The maximum value for the query parameter limit
is 100.
Example 1:
Suppose you have 70 files in the project my-project
, and you issue the call to GET /files
as follows:
GET /v2/files?project=my-project HTTP/1.1
Host: cavatica-api.sbgenomics.com
X-SBG-Auth-Token: 3259c50e1ac5426ea8f1273259740f74
Since no value for limit
was specified, this call will return details of 50 of the files, along with a URL to return the next 20.
Example 2:
Again, suppose you have a project my-project
with 70 files in it. The following call will return details of all 70 files"

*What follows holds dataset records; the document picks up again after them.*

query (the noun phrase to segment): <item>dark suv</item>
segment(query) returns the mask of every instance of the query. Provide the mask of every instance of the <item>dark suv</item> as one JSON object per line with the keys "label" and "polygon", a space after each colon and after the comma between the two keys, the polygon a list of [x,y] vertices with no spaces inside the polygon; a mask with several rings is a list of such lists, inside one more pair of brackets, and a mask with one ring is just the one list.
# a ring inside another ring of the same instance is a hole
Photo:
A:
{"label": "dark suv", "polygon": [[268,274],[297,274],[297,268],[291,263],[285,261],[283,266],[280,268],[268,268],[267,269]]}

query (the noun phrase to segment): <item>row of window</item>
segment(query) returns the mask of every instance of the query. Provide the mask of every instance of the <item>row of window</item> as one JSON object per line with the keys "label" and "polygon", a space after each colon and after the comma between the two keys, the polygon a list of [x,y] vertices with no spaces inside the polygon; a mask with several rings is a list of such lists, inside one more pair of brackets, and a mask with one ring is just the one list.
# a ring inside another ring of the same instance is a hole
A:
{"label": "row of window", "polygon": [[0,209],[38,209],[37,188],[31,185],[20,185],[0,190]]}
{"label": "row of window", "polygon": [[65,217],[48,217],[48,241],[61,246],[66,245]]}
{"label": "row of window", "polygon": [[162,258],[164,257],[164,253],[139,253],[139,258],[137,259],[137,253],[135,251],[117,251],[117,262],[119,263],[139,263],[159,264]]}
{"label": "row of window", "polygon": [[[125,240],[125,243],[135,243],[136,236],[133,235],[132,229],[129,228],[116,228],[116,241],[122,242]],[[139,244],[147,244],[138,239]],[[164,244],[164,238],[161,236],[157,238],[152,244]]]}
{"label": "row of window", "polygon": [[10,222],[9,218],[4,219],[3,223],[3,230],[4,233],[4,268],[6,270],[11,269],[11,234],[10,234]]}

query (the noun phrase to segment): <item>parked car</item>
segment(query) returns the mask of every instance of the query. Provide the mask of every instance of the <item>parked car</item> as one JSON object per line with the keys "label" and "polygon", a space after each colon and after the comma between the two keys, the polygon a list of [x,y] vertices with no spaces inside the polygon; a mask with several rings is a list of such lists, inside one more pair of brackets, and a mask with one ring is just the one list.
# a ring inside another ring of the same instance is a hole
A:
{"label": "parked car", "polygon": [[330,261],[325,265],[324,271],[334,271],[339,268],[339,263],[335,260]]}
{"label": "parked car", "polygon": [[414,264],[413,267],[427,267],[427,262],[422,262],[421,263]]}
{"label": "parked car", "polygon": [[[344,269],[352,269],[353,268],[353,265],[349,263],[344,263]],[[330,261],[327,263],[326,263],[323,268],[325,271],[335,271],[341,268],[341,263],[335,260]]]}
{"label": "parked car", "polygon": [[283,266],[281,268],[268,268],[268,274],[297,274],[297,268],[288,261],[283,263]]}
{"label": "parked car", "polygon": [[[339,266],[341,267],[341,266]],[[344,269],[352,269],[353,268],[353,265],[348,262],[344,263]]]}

GET /v2/files?project=my-project?limit=70 HTTP/1.1
Host: cavatica-api.sbgenomics.com
X-SBG-Auth-Token: 3259c50e1ac5426ea8f1273259740f74
Specify the starting point for items to return in a response
You can control the starting point at which to start returning items in an API call using the query parameter offset
. If you do not specify a value for offset
then the default starting point will be the first item in the specified resource.
Example 1:
Suppose you have a project called my-project
containing 70 files, and you want to return their details, starting with the 30th file. To do this, issue the call to GET /files
with a query parameter offset
specified as follows:
GET /v2/files?project=my-project?offset=30 HTTP/1.1
Host: cavatica-api.sbgenomics.com
X-SBG-Auth-Token: 3259c50e1ac5426ea8f1273259740f74
Calls made with the offset
query parameter additionally return the header X-Total-Matching-Query
which signifies the total number of results.
Example 2:
An example of a call made using both pagination parameters is as follows:
GET v2/projects?limit=2&offset=2 HTTP/1.1
Host: cavatica-api.sbgenomics.com
X-SBG-Auth-Token: 3259c50e1ac5426ea8f1273259740f74
This returns the following body in JSON:
{
"href": "https://cavatica-api.sbgenomics.com/v2/projects/",
"items": [
{
"href": "https://cavatica-api.sbgenomics.com/v2/projects/john_doe/project1",
"id": "john_doe/project1",
"name": "project1"
},
{
"href": "https://cavatica-api.sbgenomics.com/v2/projects/john_doe/project2",
"id": "john_doe/project2",
"name": "Project 2"
}
],
"links": [
{
"href": "http://cavatica-api.sbgenomics.com/v2/projects/?offset=4?limit=2",
"rel": "next",
"method": "GET"
}
]
}
The headers returned include X-Total-Matching-Query
which lists the total number of results.
The body of the response includes the array links
, which indicate how to get the next or previous set of results.